Laban was bestowed with the matai title of Fauono from his mother’s village, Vaiala.

== Career ==
Straight after leaving school he joined the New Zealand Police, working there for 16 years. He then briefly went into community work before entering broadcasting. In 1990 he became a sports commentator for TVNZ. In 2000 he began commentating rugby on Sky.

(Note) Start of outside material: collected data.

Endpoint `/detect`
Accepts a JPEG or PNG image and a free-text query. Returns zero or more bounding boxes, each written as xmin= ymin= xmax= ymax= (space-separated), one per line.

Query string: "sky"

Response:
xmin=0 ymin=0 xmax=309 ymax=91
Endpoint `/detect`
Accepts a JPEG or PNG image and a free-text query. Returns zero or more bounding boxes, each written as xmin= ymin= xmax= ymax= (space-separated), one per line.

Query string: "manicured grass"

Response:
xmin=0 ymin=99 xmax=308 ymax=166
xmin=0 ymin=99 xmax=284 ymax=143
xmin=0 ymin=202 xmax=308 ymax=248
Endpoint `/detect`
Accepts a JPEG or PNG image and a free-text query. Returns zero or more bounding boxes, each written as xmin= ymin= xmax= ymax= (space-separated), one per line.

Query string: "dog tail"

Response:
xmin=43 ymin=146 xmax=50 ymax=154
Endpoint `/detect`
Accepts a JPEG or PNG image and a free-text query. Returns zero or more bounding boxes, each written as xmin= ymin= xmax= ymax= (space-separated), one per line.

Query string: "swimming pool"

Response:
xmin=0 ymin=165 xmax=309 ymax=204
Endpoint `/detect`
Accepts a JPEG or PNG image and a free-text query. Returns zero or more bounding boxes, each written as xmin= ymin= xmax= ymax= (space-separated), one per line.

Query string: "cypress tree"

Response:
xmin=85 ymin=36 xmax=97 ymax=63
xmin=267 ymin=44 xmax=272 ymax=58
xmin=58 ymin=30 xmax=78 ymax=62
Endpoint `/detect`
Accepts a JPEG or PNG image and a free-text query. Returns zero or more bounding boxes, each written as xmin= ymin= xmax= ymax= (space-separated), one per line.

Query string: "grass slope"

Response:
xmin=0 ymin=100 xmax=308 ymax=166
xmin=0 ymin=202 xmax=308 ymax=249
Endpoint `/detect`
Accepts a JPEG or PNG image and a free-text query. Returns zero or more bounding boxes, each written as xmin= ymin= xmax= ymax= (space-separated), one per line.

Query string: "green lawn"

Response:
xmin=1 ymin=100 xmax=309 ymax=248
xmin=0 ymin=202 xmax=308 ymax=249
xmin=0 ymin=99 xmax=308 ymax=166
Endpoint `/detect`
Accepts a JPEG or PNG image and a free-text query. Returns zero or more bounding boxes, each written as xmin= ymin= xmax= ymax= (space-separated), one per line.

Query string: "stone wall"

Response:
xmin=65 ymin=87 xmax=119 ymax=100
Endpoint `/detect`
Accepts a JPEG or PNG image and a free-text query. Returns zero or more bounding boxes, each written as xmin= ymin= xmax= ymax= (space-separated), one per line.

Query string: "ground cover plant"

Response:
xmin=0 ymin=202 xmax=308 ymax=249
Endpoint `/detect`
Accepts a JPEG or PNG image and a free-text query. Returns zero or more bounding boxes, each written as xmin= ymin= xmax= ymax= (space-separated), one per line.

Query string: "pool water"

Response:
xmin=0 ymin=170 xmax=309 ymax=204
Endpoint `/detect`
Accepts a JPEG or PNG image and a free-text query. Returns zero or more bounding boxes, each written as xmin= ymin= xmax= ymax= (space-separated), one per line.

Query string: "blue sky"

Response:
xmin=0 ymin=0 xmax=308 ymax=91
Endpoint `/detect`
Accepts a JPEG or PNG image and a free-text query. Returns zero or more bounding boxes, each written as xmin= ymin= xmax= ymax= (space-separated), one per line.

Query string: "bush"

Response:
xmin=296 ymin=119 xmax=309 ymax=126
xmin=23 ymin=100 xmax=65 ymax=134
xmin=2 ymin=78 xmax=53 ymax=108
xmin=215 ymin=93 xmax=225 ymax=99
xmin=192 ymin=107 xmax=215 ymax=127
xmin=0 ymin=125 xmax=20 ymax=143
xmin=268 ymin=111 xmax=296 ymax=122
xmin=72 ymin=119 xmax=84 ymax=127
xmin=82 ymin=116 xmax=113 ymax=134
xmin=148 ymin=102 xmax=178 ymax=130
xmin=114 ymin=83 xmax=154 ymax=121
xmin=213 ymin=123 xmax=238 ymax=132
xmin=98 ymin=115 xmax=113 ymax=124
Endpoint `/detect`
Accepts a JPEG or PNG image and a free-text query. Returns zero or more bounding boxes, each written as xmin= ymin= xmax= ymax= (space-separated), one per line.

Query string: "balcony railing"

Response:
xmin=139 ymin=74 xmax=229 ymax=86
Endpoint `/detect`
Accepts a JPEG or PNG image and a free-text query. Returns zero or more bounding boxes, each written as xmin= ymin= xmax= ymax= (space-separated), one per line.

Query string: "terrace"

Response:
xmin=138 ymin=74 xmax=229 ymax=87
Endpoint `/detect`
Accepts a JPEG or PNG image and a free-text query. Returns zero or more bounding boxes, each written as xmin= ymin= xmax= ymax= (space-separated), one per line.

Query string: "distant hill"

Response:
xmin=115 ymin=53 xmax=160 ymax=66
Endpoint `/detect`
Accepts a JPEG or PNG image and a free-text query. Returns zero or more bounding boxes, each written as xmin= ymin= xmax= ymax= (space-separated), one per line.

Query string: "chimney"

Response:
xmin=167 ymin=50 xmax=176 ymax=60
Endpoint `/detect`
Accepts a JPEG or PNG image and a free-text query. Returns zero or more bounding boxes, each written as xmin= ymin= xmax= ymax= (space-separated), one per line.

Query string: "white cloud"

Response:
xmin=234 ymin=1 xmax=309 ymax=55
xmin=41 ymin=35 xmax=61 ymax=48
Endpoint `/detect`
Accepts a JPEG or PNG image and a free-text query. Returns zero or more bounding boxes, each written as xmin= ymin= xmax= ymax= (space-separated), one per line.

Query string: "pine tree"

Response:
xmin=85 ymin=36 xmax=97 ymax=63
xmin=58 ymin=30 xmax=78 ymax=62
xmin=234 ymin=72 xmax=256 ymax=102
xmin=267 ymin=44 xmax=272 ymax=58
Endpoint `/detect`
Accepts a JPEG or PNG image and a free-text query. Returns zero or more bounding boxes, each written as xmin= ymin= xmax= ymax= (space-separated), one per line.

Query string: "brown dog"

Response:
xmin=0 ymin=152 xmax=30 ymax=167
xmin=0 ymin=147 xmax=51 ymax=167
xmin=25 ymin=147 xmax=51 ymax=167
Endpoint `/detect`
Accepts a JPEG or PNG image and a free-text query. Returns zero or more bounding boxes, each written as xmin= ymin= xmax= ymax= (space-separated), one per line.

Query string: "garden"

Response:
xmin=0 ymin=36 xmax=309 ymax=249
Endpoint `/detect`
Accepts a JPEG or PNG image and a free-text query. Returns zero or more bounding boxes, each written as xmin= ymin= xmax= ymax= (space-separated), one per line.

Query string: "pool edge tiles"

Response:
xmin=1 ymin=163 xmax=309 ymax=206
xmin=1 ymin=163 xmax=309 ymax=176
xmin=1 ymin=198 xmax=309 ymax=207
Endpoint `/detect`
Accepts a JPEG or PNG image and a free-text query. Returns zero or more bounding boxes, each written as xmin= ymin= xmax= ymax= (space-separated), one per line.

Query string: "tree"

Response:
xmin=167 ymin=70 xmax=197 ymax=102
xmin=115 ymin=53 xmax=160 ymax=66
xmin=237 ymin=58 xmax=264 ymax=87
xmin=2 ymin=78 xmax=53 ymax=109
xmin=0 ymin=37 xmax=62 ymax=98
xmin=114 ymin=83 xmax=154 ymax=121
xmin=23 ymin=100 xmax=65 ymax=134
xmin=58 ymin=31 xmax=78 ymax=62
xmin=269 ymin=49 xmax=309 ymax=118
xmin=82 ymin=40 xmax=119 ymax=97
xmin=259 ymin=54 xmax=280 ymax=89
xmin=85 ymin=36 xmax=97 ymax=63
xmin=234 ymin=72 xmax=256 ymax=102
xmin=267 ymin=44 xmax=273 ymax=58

He was a noted rugby league player and played for the Wainuiomata Lions. His final game for the club was their victory in the 1990 Lion Red Cup final, where Wainuiomata beat Otahuhu 34–12, thought to be the first win by a non-Auckland team at Carlaw Park. He later coached rugby league until retiring in 1999.

== Political career ==
Laban has had a Lower Hutt-based political and governance career for more than twenty years. In 2004 he stood for a seat on the Hutt Valley District Health Board (DHB) for the Labour Party affiliated Hutt 2020 ticket and was elected; he remained a member of the DHB until its disestablishment in 2022. In 2007 he stood for Mayor of Lower Hutt as the Hutt 2020 candidate, but was unsuccessful, in a close three-horse race with incumbent David Ogden and city councillor Ray Wallace. In 2010 he was elected to both the Hutt City Council as a councillor for the Wainuiomata ward and the Hutt Mana Charitable Trust as a trustee representing Lower Hutt. He continued on the Trust until 2022. In 2013 he stood down from the city council and won a seat on the Wellington Regional Council, which he retained in 2016, 2019 and 2022. In December 2024 he was appointed to the board of Sport New Zealand.

Laban contested the Lower Hutt mayoralty for a second time in the 2025 Hutt City Council election. He was successful, becoming Aotearoa's first Pasifika mayor.